Living here in the Galveston area...I always think it is pretty funny when Fox News begins the story with "the possibility of harm to hundreds of thousands of people" due to the "weather threat". Run for the hills! Speaking of, I always enjoy a trip to Texas hill country. 8 - )

However, I am sort of partial to this storm as I love tropical storms named after me!

Bring it on Erin!!!

Erin @ www.ExpectingExecutive.com
Amie Adams said…
How did Erin get in front of Dean?

She's such a hussy.
You have to love picking up those hurricane supplies! We are also stockpiled! My husband used to make fun of me for doing so....until Katrina!

NOW...the Pat O's Hurricane....that is a thing of beauty! (Unless you drink more than one....then you are just stinking drunk!) hee-hee
Lawyer Mama said…
40 mph? Bah! That happens every other week around here! Well, not quite, but you know....

Didn't you miss hurricane season? Baaahaaaa!
Anonymous said…
You are funny. I'm glad your voodoo worked on Erin.

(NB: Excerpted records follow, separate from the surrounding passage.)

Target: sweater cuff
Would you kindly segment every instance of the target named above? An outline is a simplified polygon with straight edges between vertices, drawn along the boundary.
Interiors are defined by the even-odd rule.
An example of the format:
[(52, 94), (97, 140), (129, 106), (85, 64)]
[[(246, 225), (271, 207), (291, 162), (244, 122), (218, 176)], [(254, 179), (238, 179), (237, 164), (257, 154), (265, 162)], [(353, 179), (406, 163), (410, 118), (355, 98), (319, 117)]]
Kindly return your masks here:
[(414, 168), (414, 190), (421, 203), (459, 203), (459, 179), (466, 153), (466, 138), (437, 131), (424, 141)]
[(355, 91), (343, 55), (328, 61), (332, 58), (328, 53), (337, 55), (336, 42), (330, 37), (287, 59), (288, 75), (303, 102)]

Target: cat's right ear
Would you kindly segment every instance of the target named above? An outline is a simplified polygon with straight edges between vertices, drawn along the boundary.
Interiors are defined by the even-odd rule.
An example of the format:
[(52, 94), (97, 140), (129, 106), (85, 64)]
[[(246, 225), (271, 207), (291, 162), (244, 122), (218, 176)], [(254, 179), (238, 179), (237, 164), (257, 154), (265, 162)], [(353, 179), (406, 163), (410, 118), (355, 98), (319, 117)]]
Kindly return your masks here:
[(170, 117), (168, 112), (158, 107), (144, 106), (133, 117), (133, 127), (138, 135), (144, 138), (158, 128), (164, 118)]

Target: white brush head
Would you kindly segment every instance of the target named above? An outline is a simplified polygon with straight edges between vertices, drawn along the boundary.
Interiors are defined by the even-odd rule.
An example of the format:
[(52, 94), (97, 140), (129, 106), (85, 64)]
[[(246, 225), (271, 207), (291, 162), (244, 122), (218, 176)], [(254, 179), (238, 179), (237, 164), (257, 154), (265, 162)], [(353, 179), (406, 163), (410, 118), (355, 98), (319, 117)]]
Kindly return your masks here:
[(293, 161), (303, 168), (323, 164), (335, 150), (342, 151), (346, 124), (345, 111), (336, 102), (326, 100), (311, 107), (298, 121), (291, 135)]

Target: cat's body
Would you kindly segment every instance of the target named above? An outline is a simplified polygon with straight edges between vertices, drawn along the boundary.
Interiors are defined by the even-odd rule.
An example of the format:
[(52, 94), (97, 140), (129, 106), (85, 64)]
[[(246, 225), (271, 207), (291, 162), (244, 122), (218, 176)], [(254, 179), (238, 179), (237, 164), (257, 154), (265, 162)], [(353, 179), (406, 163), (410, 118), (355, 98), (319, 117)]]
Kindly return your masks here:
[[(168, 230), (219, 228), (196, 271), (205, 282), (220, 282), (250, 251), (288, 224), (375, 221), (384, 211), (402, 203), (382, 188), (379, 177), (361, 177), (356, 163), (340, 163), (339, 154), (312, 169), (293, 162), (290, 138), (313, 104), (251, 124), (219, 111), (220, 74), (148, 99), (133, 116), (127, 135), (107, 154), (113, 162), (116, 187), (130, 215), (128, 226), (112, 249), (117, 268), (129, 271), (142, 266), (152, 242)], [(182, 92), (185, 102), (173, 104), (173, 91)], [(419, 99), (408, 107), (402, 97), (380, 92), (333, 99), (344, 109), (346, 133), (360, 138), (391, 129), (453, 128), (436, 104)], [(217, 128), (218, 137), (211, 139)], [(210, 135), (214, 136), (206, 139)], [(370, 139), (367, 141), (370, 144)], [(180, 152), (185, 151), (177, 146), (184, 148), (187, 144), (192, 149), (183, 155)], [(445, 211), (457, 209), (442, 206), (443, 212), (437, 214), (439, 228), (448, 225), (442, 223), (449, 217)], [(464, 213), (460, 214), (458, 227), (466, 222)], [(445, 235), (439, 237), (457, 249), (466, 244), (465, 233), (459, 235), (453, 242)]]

Popular posts from this blog

Restaurant Trauma in Texas: How eating out prompted a really uncomfortable lesson about culture

WARNING: This is NOT a family-friendly post, aka the warning I WISH I'd gotten yesterday before I walked in. Yesterday was a Holiday. I hope you heard the scare quotes around that. Yeah, when you are an adult here is how holidays work: you, same workload as always, kids WOO HOO NO SCHOOL FREEDOM. Do the equation. The result is the day I had yesterday. If math isn't your strong suit I'm pretty sure you can still add that up but just in case let's say the highlight of the afternoon included me dumping out the mismatched sock basket and telling the children to have at it, in a way very reminiscent of Miss Hannigan of Annie . Anyway luckily I've taught my kids that Chores are Fun! and they had a good time. Later, I cranked up the fun-o-meter on a bank errand by dropping in the Halloween store to check out costumes, and upped the ante on "Mom needs new running shoes" by tacking on a "Hey let's eat out at a restaurant!" My husband was able to join ...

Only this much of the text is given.